In Município de Mariana and Others v BHP Group PLC, the Court of Appeal granted permission to appeal a decision to strike out a claim brought in England by over 200,000 Brazilian victims of the Fundão Dam disaster. Also, in Josiya & Ors v British American Tobacco PLC & Ors, the High Court refused to strike out a claim by Malawian tobacco farmers (who claim to be part of the Defendants’ supply chain) about farm conditions. While these are procedural rather than merits decisions at this stage, they are part of an expanding frontier of litigation opening up against parent companies for the actions of foreign subsidiaries. Group actions may continue to put pressure on multinationals to manage ESG risks across jurisdictions.
Momentum is also building in the emissions litigation. Late in 2021, part of the “Dieselgate” case against Volkswagen was in the High Court again to decide whether the deceit claims can proceed. In that case, over 90,000 claimants are seeking compensation after buying cars from Volkswagen only to find that they emitted more nitrogen dioxide than the company claimed. This is only one of the group actions to emerge from the diesel emissions scandal relating to carmakers’ alleged use of defeat devices to manipulate emissions data, and more are following.

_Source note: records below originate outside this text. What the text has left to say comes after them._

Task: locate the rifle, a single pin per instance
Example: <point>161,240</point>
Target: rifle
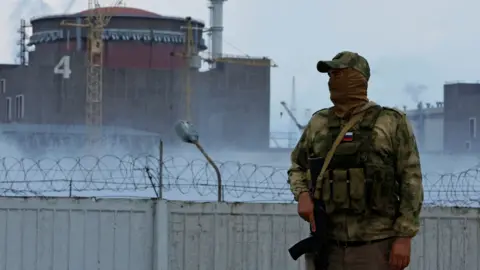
<point>317,242</point>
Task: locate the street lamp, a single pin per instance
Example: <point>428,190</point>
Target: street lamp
<point>188,134</point>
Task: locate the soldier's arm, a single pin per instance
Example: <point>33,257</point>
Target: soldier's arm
<point>410,174</point>
<point>297,174</point>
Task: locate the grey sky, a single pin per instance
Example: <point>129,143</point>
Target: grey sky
<point>406,42</point>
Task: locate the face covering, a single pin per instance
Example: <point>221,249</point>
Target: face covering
<point>348,91</point>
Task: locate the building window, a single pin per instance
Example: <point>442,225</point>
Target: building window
<point>8,109</point>
<point>19,106</point>
<point>468,145</point>
<point>472,126</point>
<point>3,86</point>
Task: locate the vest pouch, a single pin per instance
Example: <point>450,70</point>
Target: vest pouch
<point>384,196</point>
<point>347,148</point>
<point>340,196</point>
<point>327,193</point>
<point>357,190</point>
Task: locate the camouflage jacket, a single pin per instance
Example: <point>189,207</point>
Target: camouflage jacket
<point>392,134</point>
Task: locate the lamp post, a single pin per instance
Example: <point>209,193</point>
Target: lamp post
<point>188,134</point>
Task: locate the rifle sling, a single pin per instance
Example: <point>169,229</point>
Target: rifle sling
<point>354,120</point>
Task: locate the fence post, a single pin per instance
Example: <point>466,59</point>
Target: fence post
<point>160,236</point>
<point>160,170</point>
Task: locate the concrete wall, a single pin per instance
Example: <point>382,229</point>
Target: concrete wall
<point>69,233</point>
<point>151,100</point>
<point>427,125</point>
<point>461,104</point>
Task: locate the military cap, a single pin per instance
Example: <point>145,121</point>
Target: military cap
<point>346,60</point>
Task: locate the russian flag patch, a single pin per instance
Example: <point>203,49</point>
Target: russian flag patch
<point>348,137</point>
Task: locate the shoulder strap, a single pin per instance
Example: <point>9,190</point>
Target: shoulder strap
<point>354,120</point>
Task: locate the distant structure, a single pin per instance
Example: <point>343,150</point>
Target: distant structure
<point>143,84</point>
<point>462,109</point>
<point>428,124</point>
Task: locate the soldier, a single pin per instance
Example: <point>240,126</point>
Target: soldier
<point>372,188</point>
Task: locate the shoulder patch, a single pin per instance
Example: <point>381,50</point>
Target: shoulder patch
<point>322,112</point>
<point>402,113</point>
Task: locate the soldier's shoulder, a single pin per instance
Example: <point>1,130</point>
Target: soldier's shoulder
<point>394,110</point>
<point>319,119</point>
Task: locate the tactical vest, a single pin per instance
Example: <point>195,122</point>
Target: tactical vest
<point>359,179</point>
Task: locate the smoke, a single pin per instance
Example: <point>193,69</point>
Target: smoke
<point>414,91</point>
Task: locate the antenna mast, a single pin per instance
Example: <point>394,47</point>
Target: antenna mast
<point>293,108</point>
<point>22,42</point>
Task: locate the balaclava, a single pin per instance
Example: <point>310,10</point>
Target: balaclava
<point>348,91</point>
<point>348,83</point>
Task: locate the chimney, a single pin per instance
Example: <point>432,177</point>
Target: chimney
<point>216,28</point>
<point>420,106</point>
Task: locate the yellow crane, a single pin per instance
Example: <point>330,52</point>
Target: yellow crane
<point>96,21</point>
<point>190,53</point>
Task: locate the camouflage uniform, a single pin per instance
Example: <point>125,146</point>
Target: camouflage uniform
<point>373,186</point>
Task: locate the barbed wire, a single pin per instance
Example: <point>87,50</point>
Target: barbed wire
<point>178,178</point>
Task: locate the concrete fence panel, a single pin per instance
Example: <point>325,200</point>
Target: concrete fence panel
<point>144,234</point>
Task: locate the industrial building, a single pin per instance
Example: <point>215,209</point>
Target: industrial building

A lot happened in 2021, but group actions seem to have been at the forefront. This may have been the year they finally came of age. One commonality was the role litigation funding has played in a number of these large group actions where individual claimants would often lack the means or incentive to participate on their own. Funding can enable groups (of individuals or corporates) to bring litigation against well-resourced defendants and to fight cases where otherwise the economics would be impossible. The importance of group actions, and funded group actions in particular, looks set to continue.